Billions of dollars could be at stake for an industry that generated more than $17 billion in spot dollars in 2007. Estimates pin lost industry revenue at 4%-8% annually—that's money wasted on paperwork, extra support help, and wasting salespeople unable to spend more time bringing in new business.

“I don't think that's an unfair assessment with all the kind of hidden costs associated with our current systems,” say Paul Karpowicz, president of Meredith Broadcasting and TVB board chairman, and B&C's Broadcaster of the Year.
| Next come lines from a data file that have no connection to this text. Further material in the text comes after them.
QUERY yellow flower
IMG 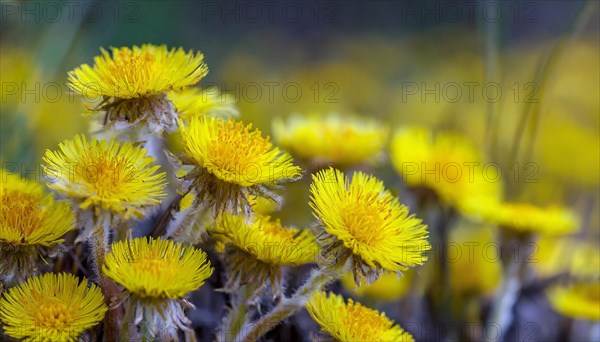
[0,170,75,284]
[0,273,107,342]
[310,168,430,284]
[547,281,600,321]
[102,238,213,299]
[390,127,502,214]
[69,44,208,99]
[169,87,239,121]
[0,172,75,247]
[480,202,578,235]
[179,116,301,212]
[448,226,502,295]
[43,135,166,219]
[273,115,389,166]
[216,214,318,266]
[248,195,279,215]
[306,292,414,342]
[341,270,413,301]
[210,214,319,291]
[69,44,208,133]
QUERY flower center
[0,191,44,237]
[77,155,131,197]
[34,299,73,328]
[208,121,272,176]
[342,193,390,246]
[344,302,389,341]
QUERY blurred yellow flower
[273,114,389,166]
[341,270,413,301]
[538,238,600,321]
[168,87,239,121]
[102,238,213,299]
[43,135,166,219]
[448,225,502,295]
[211,214,318,266]
[480,202,578,235]
[390,127,502,213]
[69,44,208,99]
[179,116,301,213]
[547,281,600,321]
[0,170,75,286]
[0,273,107,341]
[306,292,414,342]
[0,171,75,247]
[248,195,279,215]
[310,168,431,284]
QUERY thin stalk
[217,285,261,342]
[485,0,500,158]
[235,269,339,341]
[90,213,121,341]
[508,1,596,196]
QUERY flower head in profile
[306,292,414,342]
[0,170,75,284]
[0,273,108,341]
[69,44,208,132]
[103,238,212,299]
[310,168,430,285]
[179,116,301,214]
[484,202,578,235]
[390,127,502,215]
[102,238,213,339]
[210,214,318,291]
[273,114,389,166]
[169,87,239,121]
[43,135,166,220]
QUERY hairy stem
[91,213,121,341]
[484,237,525,341]
[235,269,339,341]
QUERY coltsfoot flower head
[69,44,208,132]
[103,238,212,299]
[169,87,239,121]
[179,116,301,214]
[210,214,318,292]
[448,223,502,296]
[306,292,414,342]
[102,238,213,339]
[0,170,75,284]
[478,202,578,235]
[273,114,389,166]
[43,135,166,220]
[0,273,107,342]
[390,127,502,211]
[310,168,431,285]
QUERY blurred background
[0,0,600,341]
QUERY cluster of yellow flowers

There's another issue: If spot buying continues to be cumbersome, agencies may shift their dollars to media they perceive to be more user-friendly, including the Internet.
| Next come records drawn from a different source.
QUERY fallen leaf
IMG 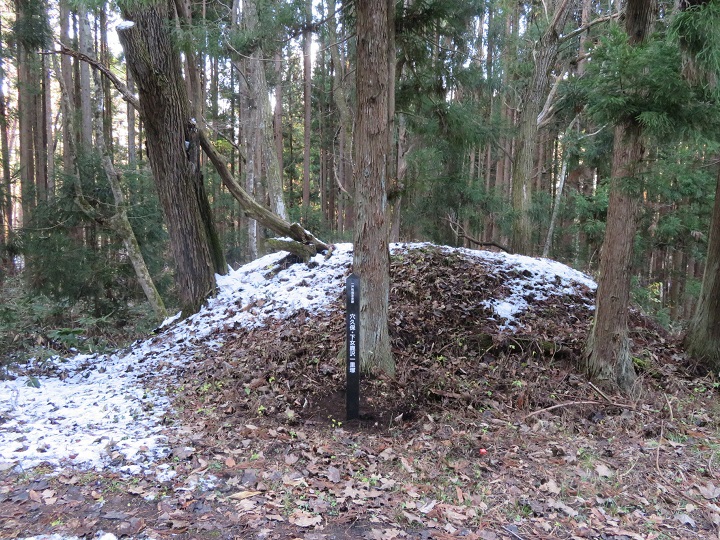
[696,482,720,500]
[368,529,401,540]
[172,446,195,459]
[170,519,190,531]
[283,471,305,487]
[548,499,578,517]
[540,478,562,495]
[228,491,262,501]
[400,457,415,474]
[595,463,615,478]
[100,510,128,519]
[675,514,695,529]
[288,510,322,527]
[417,499,437,514]
[118,518,145,536]
[445,508,467,522]
[327,465,340,484]
[403,510,424,526]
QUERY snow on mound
[0,244,595,474]
[458,249,597,329]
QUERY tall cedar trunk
[170,0,226,274]
[126,70,137,170]
[685,168,720,373]
[94,69,167,321]
[118,1,226,315]
[512,0,572,255]
[328,0,354,232]
[242,0,287,220]
[15,0,38,225]
[584,125,643,392]
[273,50,285,194]
[353,0,395,374]
[60,0,75,171]
[303,0,312,213]
[583,0,657,392]
[0,19,13,243]
[78,3,95,147]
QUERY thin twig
[445,215,511,253]
[655,422,665,478]
[502,525,525,540]
[588,381,612,403]
[523,401,602,420]
[618,458,640,480]
[663,392,675,422]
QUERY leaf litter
[0,244,720,540]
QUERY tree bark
[118,1,227,316]
[94,69,168,321]
[0,22,13,243]
[328,0,355,232]
[511,0,572,255]
[685,167,720,373]
[303,0,312,213]
[583,0,657,392]
[353,0,395,375]
[243,0,287,219]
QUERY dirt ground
[0,250,720,540]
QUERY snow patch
[0,243,595,478]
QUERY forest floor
[0,246,720,540]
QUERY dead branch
[445,214,511,253]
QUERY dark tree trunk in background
[118,1,227,315]
[303,0,312,215]
[583,0,657,392]
[685,171,720,373]
[353,0,395,374]
[512,0,573,255]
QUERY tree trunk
[57,0,76,175]
[583,0,656,392]
[15,0,39,226]
[78,2,94,147]
[328,0,355,232]
[353,0,395,375]
[90,69,167,321]
[242,0,287,219]
[685,167,720,373]
[118,1,227,316]
[511,0,572,255]
[303,0,312,213]
[0,22,13,242]
[273,50,285,191]
[584,125,643,392]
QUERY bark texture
[583,0,657,392]
[685,172,720,373]
[118,0,227,315]
[512,0,573,255]
[584,125,643,391]
[353,0,395,374]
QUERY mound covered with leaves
[0,245,720,540]
[160,246,720,540]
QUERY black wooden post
[345,274,360,420]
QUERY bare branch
[445,215,511,253]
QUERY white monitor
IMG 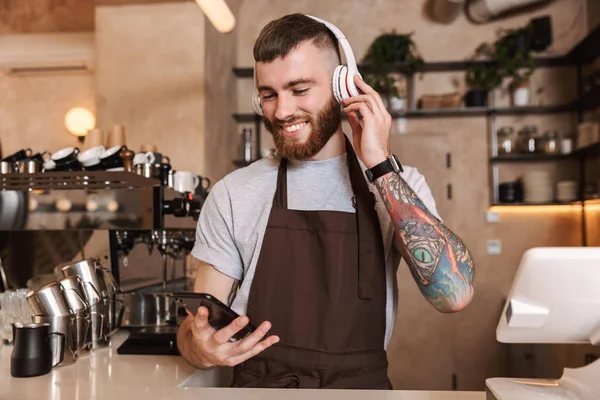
[496,247,600,345]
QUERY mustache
[273,116,310,125]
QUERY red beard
[264,96,342,161]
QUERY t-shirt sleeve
[192,180,244,280]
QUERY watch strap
[365,154,404,183]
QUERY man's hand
[343,75,392,168]
[188,307,279,368]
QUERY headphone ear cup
[346,73,360,97]
[339,65,350,103]
[252,89,263,117]
[331,65,343,103]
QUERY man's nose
[275,95,296,121]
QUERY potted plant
[495,25,535,106]
[465,43,503,107]
[465,25,535,106]
[362,31,424,111]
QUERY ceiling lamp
[196,0,235,33]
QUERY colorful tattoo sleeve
[375,173,475,312]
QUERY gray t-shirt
[192,154,441,347]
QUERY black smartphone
[172,292,256,340]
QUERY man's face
[256,41,341,160]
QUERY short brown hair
[253,13,341,62]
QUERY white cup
[133,151,156,165]
[173,171,200,193]
[560,138,573,154]
[77,146,105,167]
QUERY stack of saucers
[556,181,577,203]
[523,171,554,203]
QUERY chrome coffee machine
[0,171,207,354]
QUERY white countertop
[0,331,485,400]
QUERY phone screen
[173,292,256,340]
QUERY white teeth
[284,122,306,133]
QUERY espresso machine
[0,171,208,354]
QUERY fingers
[354,75,388,115]
[344,102,374,121]
[236,321,271,354]
[344,94,381,117]
[228,335,279,366]
[192,306,212,334]
[213,315,249,344]
[348,111,362,134]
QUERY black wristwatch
[365,154,404,183]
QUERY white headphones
[252,15,361,116]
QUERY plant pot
[511,81,530,107]
[465,89,488,107]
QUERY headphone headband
[306,15,358,74]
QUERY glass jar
[544,131,560,154]
[498,126,516,154]
[519,125,540,153]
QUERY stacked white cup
[556,181,577,203]
[523,171,554,203]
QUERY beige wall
[0,72,95,155]
[96,2,205,174]
[230,0,587,390]
[0,0,95,34]
[0,0,95,155]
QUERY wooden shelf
[490,153,571,164]
[565,26,600,64]
[579,87,600,111]
[568,143,600,159]
[492,200,581,207]
[490,143,600,164]
[233,160,258,167]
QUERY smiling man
[178,14,474,389]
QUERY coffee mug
[50,147,81,171]
[173,171,200,193]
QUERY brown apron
[232,136,392,389]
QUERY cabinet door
[388,133,456,390]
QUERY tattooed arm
[343,75,475,313]
[375,173,475,313]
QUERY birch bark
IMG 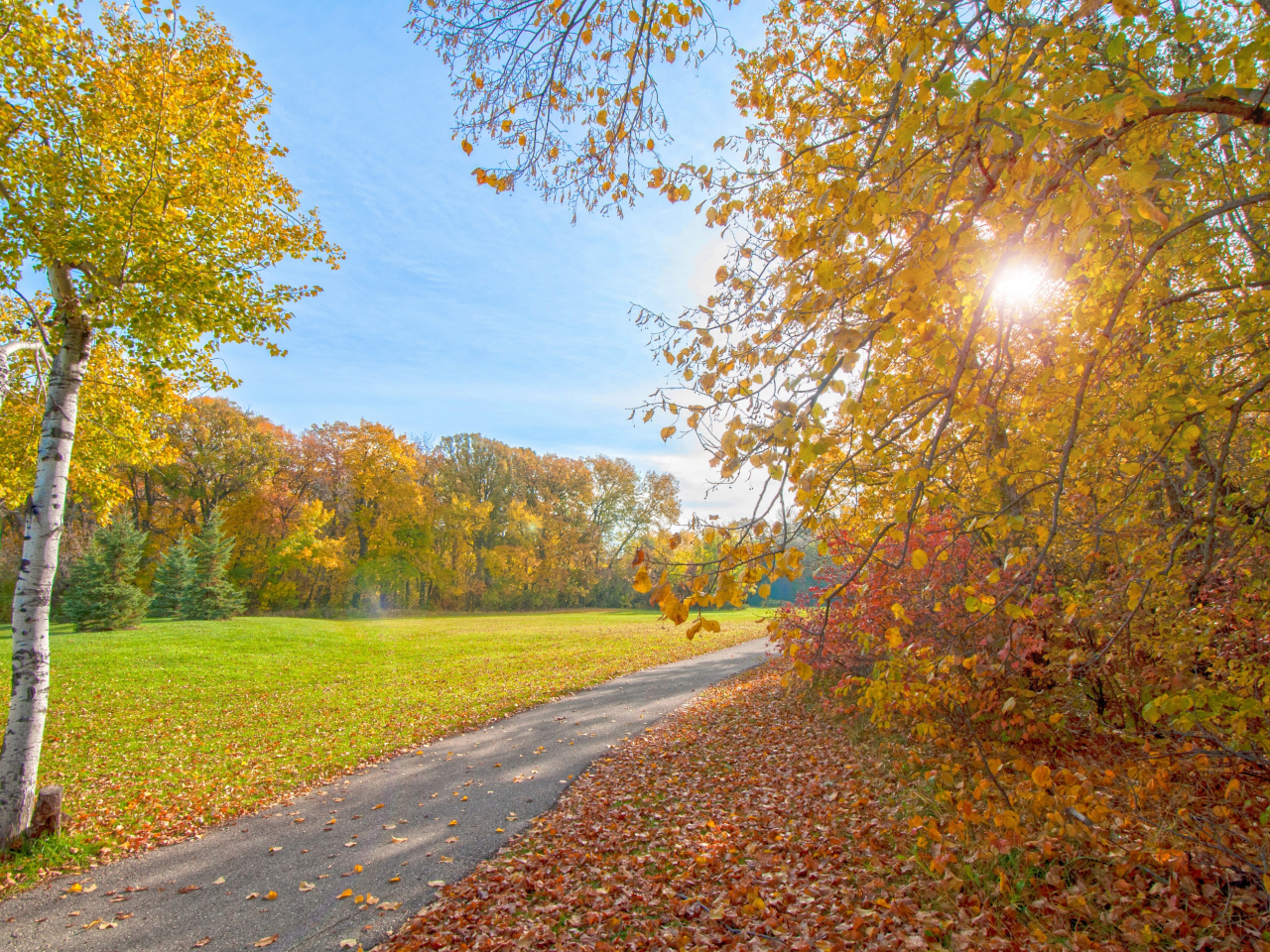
[0,266,92,844]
Stations are counting on the new digital platforms to provide a boost to sales. At the TVB conference this week, analyst Gordon Borrell will reveal that online ad sales reached $772 million last year—still a small portion of station revenues, but growing at a healthy rate.

Multicast stations are another potential game-changer, if sales are handled efficiently.

“If they want to sell those stations in a 'manual environment,' we will be hard-pressed to buy them,” warns Kathy Crawford, who heads local broadcast at MindShare. “We need to move to spend the time negotiating and learning about the nuances of the upcoming marketplace.”

So far, ePort, which will facilitate multi-platform buying, allows agencies to electronically submit orders and related revisions, while stations can send back information on make-goods. But by mid-summer, ePort will offer end-to-end capabilities for the full life cycle of a buy, from avail requests through invoices.

TVB is also gaining traction among vendors of the differing, and often incompatible, management systems used by both buyers and sellers. Those vendors are increasingly incorporating the TVB-developed “common language” needed to link one another into their products. Strata Marketing was the first to make ePort functional for its agency clients. It's also being tested by others such as Mediaplex.

Earlier this month, Donovan Data Systems, which provides services to many major national agencies, said its sales systems have begun receiving orders via ePort. And its agency clients will be able to send orders and revisions by the end of the year. (DDS chief media strategist Harvey Kent says there are no plans to expand into other areas of a transaction, though it's “certainly not out of the question.”)

Courting the big guys

So far, ePort has facilitated about 200 orders sent, a relative drop in the bucket. But TVB says momentum is building. MediaVest's local buying head Maribeth Papuga is “monitoring progress.” And large station group Hearst-Argyle has begun taking orders via the system. Kathleen Keefe, VP of sales, says the company is committed to making it as “widely implemented as quickly as possible.”